Rosell always kept a journal on his travels and developed a passion for the creative process which led him to write a monthly financial column for Cascade Business News beginning in 2001. His first book was eventually picked up by Mill City Press and garnered accolades from U.S. News & World Report and Fox Business as well as testimonials from public figures including billionaire Charles R. Schwab, Jr. and motivational speaker Brian Tracy.
"The books are a mix of two passions," Rosell said. "I took my passion for adventure travel and mixed that with helping people with their finances. Most people would feel reading a financial book daunting and my goal was to make it not only informative but to make it a book that's actually fun to read."
Rosell's success story began at the age of 15 in Lake Placid, New York, when he began a driveway sealing business after his neighbor hired him for a one-off job. Rosell saw that he could make a lot more money finishing asphalt ($25) than he could mowing lawns ($5). Much to his parents' chagrin, Rosell ran the business for 10 more years after graduating from the State University of New York at Geneseo—which funded his backpacking adventures around the world in the off seasons.
"Every chapter in these books meshes a riveting travel story, such as tearing down the Berlin Wall 30 years ago, and leads that into a financial lesson," Rosell said. "Just before there are one too many charts, it goes right back into another travel story of hiking in the Himalayas or being stuck in a safari vehicle overnight in Africa."
Thanks to his work ethic and entrepreneurial skills, Rosell had a lot of cash on hand at a young age, and usually made more than his friends who took corporate jobs. What he really wanted to do was buy a brand-new Honda Prelude—black with power windows—that is, until he learned about the magic of compound interest.
"Albert Einstein called it the eighth wonder of the world," Rosell said. "My grandmother showed me that if I started saving $2,000 a year in an IRA beginning at 19, and stopped when I was 27, I'd have $1 million by the time I was 65 (because of the interest). She told me, 'If you want to be independent of the paycheck, you don't have to do anything extraordinary, you just have to do ordinary things, extraordinarily well.'"
Rosell earned a certificate in wealth distribution from the Wharton School of Business and then began his second business as a financial advisor. After stories of corruption on Wall Street emerged in the late aughts, Rosell cut ties with the corporate parent company he was working through and struck out on his own. Today, he primarily works to design retirement plans for clients who have reached their financial "summit" and are concerned about staying comfortable.

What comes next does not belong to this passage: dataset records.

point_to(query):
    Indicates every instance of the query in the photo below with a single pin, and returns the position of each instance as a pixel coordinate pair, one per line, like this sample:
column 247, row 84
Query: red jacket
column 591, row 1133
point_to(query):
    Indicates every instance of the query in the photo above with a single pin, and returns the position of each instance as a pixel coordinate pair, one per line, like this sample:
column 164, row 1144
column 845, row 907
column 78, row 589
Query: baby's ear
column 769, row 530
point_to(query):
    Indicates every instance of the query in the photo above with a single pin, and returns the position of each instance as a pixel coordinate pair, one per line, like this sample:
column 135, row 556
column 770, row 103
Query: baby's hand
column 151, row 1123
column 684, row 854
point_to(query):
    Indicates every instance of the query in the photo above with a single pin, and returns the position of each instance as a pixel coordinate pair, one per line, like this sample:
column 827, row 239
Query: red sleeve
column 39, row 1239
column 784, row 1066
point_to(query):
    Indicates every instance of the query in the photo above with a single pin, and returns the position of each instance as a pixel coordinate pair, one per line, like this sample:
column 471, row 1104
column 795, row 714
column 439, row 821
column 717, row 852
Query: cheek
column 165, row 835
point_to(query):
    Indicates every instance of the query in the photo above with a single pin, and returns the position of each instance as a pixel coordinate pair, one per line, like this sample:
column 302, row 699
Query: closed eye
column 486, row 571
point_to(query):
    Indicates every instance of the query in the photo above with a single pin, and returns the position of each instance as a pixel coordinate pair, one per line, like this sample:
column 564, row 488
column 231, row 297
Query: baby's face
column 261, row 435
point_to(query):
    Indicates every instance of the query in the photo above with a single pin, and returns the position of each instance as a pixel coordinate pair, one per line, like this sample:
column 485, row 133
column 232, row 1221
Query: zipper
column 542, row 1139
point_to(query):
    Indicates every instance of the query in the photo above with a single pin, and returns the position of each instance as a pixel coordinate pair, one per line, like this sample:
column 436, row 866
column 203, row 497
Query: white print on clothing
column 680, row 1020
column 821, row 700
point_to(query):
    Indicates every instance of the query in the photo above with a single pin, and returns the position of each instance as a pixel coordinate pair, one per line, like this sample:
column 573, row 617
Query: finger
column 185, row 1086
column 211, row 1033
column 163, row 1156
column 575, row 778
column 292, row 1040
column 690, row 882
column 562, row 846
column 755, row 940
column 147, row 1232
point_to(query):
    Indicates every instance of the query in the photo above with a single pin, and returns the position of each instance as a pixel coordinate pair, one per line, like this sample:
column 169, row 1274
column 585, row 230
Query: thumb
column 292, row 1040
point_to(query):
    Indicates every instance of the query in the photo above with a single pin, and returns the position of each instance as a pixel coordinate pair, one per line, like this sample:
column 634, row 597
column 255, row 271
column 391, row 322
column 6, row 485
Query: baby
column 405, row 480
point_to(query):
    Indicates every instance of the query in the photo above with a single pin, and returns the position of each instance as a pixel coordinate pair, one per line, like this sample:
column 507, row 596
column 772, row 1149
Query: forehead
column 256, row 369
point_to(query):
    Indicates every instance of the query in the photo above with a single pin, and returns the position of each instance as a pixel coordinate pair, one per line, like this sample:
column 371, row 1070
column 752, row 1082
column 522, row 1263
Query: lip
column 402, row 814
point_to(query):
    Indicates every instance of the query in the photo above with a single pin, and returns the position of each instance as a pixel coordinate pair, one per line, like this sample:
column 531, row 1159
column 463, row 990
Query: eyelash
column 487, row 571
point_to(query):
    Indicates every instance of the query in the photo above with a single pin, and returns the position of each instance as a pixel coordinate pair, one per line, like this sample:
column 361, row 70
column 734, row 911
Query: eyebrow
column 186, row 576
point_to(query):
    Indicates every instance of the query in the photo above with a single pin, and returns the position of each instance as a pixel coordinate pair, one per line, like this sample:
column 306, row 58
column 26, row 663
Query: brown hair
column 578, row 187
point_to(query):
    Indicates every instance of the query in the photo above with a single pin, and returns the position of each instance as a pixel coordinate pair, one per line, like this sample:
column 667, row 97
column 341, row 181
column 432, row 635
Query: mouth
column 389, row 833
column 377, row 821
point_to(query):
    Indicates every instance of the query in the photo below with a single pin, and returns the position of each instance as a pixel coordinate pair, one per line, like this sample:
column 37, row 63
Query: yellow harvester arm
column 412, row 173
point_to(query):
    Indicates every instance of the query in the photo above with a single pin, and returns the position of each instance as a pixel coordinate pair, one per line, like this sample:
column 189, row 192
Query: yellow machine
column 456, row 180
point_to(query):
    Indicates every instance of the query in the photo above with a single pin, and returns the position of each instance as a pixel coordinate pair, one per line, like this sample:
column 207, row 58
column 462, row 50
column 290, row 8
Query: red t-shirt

"We don't like to use the word 'retire' because it comes from the Latin word 'to end,'" he said. "But people are living healthy lives so much longer.... For many, this is a whole new phase of life where they can be financially independent."
What is Rosell's advice to millennials who say they can't afford to start saving for retirement because of student debt and rising costs of living?
"I talk about 'the latte' factor in my book for millennials," he said. "I will ask 'How much did you spend today on coffee? Did you have a $4 Frappuccino? How about a muffin? Before you know it, they say they've spent $10. That could be $300 in savings every month. Earning only 6% interest, over 20 years you'd have $140,000, in 40 years you have $600,000. You could lead a life of financial mediocrity or you could say to yourself, 'If it is to be, it's up to me.'"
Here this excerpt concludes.